Getting the bike up and ready to go touring is probably going to add another few hundred on that :sad:

Im hoping 1200 all in... and the bike will be up to spec and ready to eat the tarmac!
 

blockend

New Member
Bring back Raleigh. Randonneurs came with Brooks Pro saddle, pedals, pump, cages, bottles, spare spokes on special brazing, guards, racks and touch-up paint. Shall we say £250's worth in today's money?
 

dellzeqq

pre-talced and mighty
Location
SW2
a friend is currently on her way to Kazakhstan on the Fahrad that you can see on hubbike's link.
 

vorsprung

Veteran
Location
Devon
I recently got an old steel framed 80s Peugeot MTB from the dump, for free. I put a different front wheel on (another dump acquistion), new grips, saddle and brake levers/blocks/cables, a used 8 speed chain and some special offer 26" semi slick Schwalbe Marathons from Spa Cycles. Total cost to me less than 100 quid

Could I ride it to Kenya? Probably

It's my daughters bike now so I am not allowed to ride it across Africa :smile:

oh, btw if you are thinking "I wouldn't want to build a bike" you are doing the wrong challenge. If you ride a bike that far you will end up fixing it, best learn how to now before you start
 

Brains

Legendary Member
Location
Greenwich
I'd use the Dawes Galaxy as the 'benchmark' bike and compare all others to this one.

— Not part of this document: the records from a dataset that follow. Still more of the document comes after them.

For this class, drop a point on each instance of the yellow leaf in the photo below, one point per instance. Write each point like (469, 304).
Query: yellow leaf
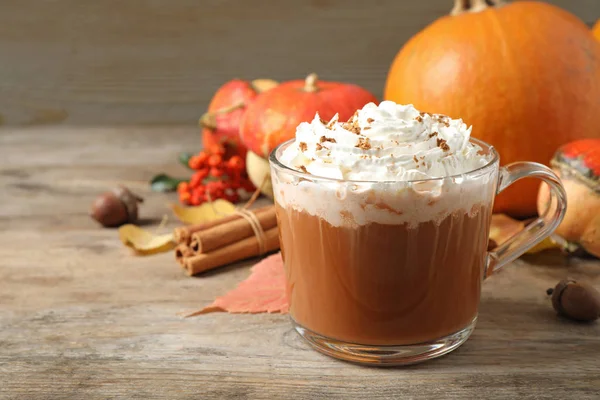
(545, 244)
(204, 213)
(144, 242)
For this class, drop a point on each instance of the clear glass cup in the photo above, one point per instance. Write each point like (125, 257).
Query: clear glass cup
(390, 273)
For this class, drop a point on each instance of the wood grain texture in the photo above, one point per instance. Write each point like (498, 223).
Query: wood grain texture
(82, 318)
(85, 62)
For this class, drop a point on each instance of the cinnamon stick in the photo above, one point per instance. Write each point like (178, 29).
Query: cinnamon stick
(181, 252)
(222, 235)
(237, 251)
(183, 234)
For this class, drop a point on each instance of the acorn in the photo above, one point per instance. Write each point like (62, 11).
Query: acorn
(579, 301)
(116, 207)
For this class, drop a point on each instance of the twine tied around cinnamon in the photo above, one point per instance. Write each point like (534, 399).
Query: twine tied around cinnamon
(259, 232)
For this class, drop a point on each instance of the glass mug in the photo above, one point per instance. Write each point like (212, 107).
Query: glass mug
(375, 284)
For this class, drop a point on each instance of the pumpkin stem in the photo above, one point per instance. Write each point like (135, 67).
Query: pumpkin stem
(464, 6)
(310, 84)
(209, 119)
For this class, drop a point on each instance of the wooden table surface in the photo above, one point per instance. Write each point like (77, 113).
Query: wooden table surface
(82, 318)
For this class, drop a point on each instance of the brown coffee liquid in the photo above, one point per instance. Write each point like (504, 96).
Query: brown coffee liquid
(384, 284)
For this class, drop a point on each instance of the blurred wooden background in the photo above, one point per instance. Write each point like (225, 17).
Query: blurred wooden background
(84, 62)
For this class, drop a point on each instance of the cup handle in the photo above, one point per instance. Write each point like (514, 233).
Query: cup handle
(537, 230)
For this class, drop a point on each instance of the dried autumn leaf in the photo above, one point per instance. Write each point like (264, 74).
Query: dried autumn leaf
(144, 242)
(203, 213)
(263, 291)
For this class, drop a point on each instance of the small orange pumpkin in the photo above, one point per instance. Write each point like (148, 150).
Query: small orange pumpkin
(273, 117)
(578, 166)
(526, 75)
(221, 124)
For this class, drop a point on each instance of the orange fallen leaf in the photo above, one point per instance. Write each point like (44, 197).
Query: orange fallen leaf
(144, 242)
(263, 291)
(204, 213)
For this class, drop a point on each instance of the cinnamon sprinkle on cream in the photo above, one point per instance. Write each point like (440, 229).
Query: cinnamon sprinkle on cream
(363, 144)
(351, 127)
(442, 144)
(326, 139)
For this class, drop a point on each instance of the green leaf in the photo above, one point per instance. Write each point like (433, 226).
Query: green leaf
(184, 158)
(165, 183)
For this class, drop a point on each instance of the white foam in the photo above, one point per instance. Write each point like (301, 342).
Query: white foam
(398, 135)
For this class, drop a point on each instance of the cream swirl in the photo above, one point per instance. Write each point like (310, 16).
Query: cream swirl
(389, 142)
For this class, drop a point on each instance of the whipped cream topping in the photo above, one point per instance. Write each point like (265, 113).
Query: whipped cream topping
(389, 142)
(380, 161)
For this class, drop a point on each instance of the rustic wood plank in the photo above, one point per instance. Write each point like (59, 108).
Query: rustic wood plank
(155, 62)
(80, 317)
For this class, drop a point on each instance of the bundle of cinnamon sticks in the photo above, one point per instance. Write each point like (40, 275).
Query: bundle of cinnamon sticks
(233, 238)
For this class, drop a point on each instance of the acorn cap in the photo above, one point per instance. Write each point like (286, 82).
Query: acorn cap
(576, 300)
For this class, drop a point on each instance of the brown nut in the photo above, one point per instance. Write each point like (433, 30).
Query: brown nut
(576, 300)
(116, 207)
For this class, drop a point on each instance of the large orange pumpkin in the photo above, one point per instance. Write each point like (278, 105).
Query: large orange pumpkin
(526, 75)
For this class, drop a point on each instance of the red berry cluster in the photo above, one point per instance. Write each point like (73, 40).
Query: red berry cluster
(216, 177)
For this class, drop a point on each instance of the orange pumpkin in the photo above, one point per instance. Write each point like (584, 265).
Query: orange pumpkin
(578, 166)
(525, 75)
(221, 124)
(273, 117)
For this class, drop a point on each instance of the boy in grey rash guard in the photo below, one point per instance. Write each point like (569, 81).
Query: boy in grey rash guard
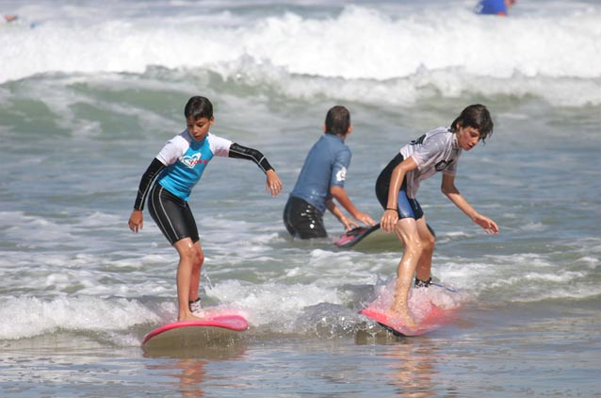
(436, 151)
(177, 169)
(321, 181)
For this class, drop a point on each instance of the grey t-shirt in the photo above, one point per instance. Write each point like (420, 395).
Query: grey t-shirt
(435, 151)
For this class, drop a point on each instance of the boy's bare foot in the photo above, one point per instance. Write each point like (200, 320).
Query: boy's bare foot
(404, 318)
(188, 317)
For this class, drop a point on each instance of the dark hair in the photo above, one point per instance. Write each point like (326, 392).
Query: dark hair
(338, 120)
(475, 116)
(198, 107)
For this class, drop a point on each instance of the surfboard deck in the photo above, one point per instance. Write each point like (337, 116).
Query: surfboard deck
(212, 329)
(431, 308)
(368, 239)
(435, 319)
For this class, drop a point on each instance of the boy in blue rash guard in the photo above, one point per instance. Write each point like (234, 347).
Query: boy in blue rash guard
(436, 151)
(494, 7)
(321, 180)
(177, 168)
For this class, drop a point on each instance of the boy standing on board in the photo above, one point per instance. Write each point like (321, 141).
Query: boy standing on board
(436, 151)
(177, 168)
(321, 180)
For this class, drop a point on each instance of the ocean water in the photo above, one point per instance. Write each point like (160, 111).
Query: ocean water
(90, 91)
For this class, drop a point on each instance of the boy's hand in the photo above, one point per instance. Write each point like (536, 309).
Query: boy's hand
(348, 223)
(389, 220)
(489, 225)
(274, 185)
(136, 220)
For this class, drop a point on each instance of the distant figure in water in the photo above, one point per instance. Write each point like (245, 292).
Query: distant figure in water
(494, 7)
(9, 18)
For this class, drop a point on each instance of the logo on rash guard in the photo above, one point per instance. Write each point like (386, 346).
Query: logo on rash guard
(341, 175)
(193, 160)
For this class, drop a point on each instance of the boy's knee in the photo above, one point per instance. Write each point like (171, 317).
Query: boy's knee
(414, 246)
(429, 243)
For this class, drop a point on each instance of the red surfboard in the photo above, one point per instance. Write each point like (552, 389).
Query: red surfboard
(193, 332)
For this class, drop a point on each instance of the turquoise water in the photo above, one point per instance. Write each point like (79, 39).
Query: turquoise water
(91, 93)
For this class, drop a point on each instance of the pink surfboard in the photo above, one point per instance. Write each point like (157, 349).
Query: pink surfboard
(195, 332)
(435, 318)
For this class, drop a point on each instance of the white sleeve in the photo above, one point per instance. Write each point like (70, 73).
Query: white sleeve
(219, 146)
(173, 149)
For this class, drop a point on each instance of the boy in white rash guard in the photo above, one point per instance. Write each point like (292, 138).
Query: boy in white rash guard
(177, 168)
(436, 151)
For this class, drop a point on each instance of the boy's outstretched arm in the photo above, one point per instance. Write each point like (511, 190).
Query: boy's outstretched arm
(450, 190)
(136, 220)
(339, 193)
(274, 184)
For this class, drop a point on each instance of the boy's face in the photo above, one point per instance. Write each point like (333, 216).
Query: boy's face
(467, 137)
(199, 128)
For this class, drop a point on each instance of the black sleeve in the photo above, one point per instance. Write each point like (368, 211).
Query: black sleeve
(241, 152)
(146, 182)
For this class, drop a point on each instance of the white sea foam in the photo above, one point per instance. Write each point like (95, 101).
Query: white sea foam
(29, 316)
(393, 58)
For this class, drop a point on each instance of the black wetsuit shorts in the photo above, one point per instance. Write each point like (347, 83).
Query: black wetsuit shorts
(172, 215)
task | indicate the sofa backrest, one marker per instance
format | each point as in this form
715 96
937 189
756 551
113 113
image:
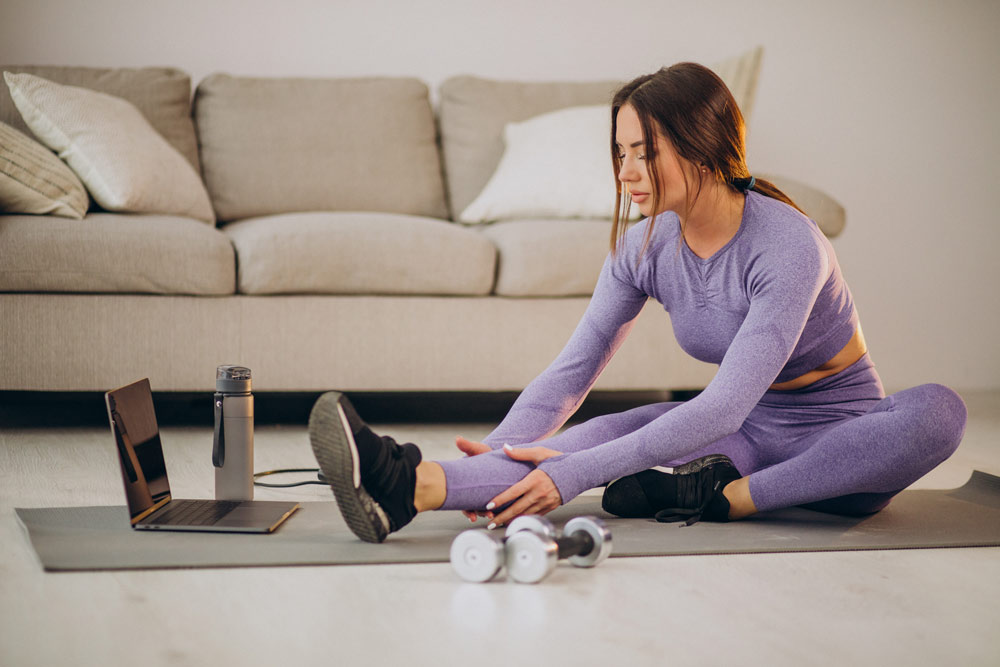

My personal preference would be to go for the Thorn Nomad or the Thorn EXP (although the EXP may be double your budget) but a 2nd hand Nomad may be obtainable as Thorn buy their old bikes back when people upgrade.

A second hand Thorn would be a lot better than new lower spec bike
 

samid

Guru
Location
Toronto, Canada
Mildly off-topic, but does anyone else find it annoying that a "complete" touring bike, priced carefully at just under £1000, does not include anything that makes it capable of being used for touring: pedals, mudguards, bottle cages, even racks? I suspect that saddle won't be tour-ready either.
If I were buying a new touring bike, I would much prefer it to come without pedals, saddle and racks unless they were Time Z-Control's, Brooks Team Pro and Tubus Cargo.
 

andym

Über Member
personally I'd get an 456 or inbred from on-one.co.uk plus wheels from Harry Rowland or Spa Cycles.

But if you want something off the shelf then an LHT is probably a good bet.

Mildly off-topic, but does anyone else find it annoying that a "complete" touring bike, priced carefully at just under £1000, does not include anything that makes it capable of being used for touring: pedals, mudguards, bottle cages, even racks? I suspect that saddle won't be tour-ready either.

Well yes and no. If they specced the stuff I would have chosen anyway (at OEM prices) then great. But if it means buying stuff I don't want, or already have, and then having to eBay it then it's not quite so attractive.